The main study in the BJSM issue interviewed over fifty thousand walkers in the UK across a variety of ages. He found that regular walking at a medium, brisk, or brisk pace was associated with a 20% reduction in all-cause mortality and a 24% reduction in the risk of dying from cardiovascular disease. Another 2019 study, published in the American Journal of Preventive Medicine, looked at nearly 140,000 men and women in the United States and found that walking briskly for at least 150 minutes per week was linked to the same reduction in 20 % of all-cause mortality.
Walking has also been compared to more strenuous forms of exercise, such as running. While experts believe running may be slightly better for you, that’s only if you run regularly and don’t injure yourself, the latter being over 50% of runners (myself included) who have had difficulties. If you enjoy and are able to stick to more intense forms of aerobic physical activity, then do them by all means. Regular running, biking, swimming, and dancing are all extremely beneficial. But don’t worry if you injure yourself frequently or if you lack the time, equipment, access, or motivation to participate in higher intensity activities. If you walk regularly over the course of your life, there is compelling evidence that it might be the only aerobic exercise you need.
Training: strength training
Contrary to what you may think, strength training isn’t just for the muscle heads in your local gym’s tank top, it’s for everyone.
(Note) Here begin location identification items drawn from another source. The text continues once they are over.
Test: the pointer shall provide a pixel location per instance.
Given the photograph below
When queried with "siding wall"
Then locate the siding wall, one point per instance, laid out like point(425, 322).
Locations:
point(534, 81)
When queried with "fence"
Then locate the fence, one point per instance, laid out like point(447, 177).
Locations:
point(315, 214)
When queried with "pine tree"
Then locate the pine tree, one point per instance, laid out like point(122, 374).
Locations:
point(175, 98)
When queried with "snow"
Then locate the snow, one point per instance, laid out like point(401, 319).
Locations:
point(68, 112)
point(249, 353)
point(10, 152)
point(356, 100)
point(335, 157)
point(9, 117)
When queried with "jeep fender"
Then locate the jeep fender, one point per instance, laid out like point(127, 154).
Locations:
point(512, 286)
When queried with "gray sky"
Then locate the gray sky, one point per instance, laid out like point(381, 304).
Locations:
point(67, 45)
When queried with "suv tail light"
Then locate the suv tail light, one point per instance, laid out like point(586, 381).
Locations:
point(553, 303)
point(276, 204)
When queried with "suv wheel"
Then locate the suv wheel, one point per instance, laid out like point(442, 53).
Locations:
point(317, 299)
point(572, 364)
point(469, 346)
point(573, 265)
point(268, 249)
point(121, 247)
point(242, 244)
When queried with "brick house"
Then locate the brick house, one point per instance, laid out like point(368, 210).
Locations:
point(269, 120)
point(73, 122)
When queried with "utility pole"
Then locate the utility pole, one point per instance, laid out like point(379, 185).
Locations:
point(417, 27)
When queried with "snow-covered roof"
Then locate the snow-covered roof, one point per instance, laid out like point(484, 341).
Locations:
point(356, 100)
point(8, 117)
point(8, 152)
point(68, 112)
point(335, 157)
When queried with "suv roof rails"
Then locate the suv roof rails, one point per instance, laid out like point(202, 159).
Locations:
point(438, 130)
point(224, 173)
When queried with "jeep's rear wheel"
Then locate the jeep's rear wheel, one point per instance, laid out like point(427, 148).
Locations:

Some of the larger research consortia, such as the American Heart Association, recommend strength training at least twice a week, regardless of age or gender. As with aerobic movement, in addition to promoting increased muscle mass, decreased body fat, and improved range of motion, strength training also promotes good mental health and cognitive performance.
While strength training can be undertaken in a gym and involve all kinds of equipment, for many people this environment is intimidating, at least at first. The good news is, you don’t have to be a gym membership to get weight training. There are many movements that can be done with a twenty-five dollar kettlebell or anything other than your own body weight.
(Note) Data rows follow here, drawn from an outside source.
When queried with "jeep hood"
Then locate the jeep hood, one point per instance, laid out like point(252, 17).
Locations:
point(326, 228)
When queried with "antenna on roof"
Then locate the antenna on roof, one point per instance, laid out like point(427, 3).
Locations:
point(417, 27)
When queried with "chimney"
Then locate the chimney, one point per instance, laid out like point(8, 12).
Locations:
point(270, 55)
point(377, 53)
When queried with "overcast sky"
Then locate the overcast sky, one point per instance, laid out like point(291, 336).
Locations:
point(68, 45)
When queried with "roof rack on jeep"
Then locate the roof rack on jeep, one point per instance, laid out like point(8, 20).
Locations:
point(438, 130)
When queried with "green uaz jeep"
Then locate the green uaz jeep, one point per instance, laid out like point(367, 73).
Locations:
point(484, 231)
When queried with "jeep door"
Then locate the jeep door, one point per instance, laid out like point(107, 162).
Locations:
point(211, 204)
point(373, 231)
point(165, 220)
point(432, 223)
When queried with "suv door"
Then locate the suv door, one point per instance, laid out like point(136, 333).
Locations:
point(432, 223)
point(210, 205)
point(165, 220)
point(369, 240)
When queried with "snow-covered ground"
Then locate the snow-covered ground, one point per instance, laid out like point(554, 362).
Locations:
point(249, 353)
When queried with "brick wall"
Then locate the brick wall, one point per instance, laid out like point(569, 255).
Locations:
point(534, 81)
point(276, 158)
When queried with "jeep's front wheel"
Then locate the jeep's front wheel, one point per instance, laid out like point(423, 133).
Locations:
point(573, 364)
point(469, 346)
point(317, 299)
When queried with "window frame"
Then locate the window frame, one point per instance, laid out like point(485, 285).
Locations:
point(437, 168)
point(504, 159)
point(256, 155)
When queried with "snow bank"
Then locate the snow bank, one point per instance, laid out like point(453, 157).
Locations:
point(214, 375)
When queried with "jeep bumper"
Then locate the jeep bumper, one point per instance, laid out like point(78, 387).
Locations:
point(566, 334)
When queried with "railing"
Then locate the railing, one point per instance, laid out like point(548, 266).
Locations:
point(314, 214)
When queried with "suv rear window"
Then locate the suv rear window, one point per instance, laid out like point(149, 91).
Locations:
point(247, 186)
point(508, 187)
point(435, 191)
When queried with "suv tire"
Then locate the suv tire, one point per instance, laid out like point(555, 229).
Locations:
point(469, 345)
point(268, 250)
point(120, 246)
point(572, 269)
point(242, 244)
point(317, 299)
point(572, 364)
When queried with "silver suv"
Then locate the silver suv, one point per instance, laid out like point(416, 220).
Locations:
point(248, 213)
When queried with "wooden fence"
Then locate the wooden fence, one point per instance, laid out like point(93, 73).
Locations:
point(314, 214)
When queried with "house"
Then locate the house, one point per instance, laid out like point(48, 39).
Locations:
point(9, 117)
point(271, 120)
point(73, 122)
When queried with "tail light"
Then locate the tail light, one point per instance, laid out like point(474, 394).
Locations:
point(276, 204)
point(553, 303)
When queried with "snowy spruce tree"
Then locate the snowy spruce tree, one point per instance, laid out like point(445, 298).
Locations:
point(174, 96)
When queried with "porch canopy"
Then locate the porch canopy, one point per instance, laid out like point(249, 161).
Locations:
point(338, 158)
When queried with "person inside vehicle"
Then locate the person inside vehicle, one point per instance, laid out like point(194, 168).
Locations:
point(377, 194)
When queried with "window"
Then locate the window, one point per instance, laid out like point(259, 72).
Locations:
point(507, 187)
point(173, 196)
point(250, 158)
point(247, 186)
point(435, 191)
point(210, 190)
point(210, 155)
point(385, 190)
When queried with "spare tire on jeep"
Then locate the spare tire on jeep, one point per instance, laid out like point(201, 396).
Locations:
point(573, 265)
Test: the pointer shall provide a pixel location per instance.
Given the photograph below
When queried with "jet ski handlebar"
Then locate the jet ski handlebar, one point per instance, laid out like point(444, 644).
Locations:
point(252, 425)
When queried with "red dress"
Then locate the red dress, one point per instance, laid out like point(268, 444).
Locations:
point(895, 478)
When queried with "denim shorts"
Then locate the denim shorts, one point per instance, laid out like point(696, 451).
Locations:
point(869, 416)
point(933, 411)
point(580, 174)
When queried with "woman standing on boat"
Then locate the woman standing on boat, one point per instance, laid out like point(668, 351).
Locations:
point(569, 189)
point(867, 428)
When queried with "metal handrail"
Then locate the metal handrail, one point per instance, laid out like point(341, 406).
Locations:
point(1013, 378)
Taken together, these movements work all major muscle groups, use your entire range of motion, and can easily be adapted to suit different environments and levels of fitness and skill. During the COVID-19 pandemic, I – and many of my coach clients – performed variations of these movements for several months at home or outdoors in low-traffic spaces. You can do a few sets of each individually or combine them into a circuit. If you have a kettlebell or weights, you can add them if you want to increase the challenge.
- squats down
- Push ups
- Buttocks lift
- The wall is sitting
- Buckles (if you don’t have weight, you can use a full backpack)
This was taken from The practice of rooting, by Brad Stulberg. It is available wherever books are sold.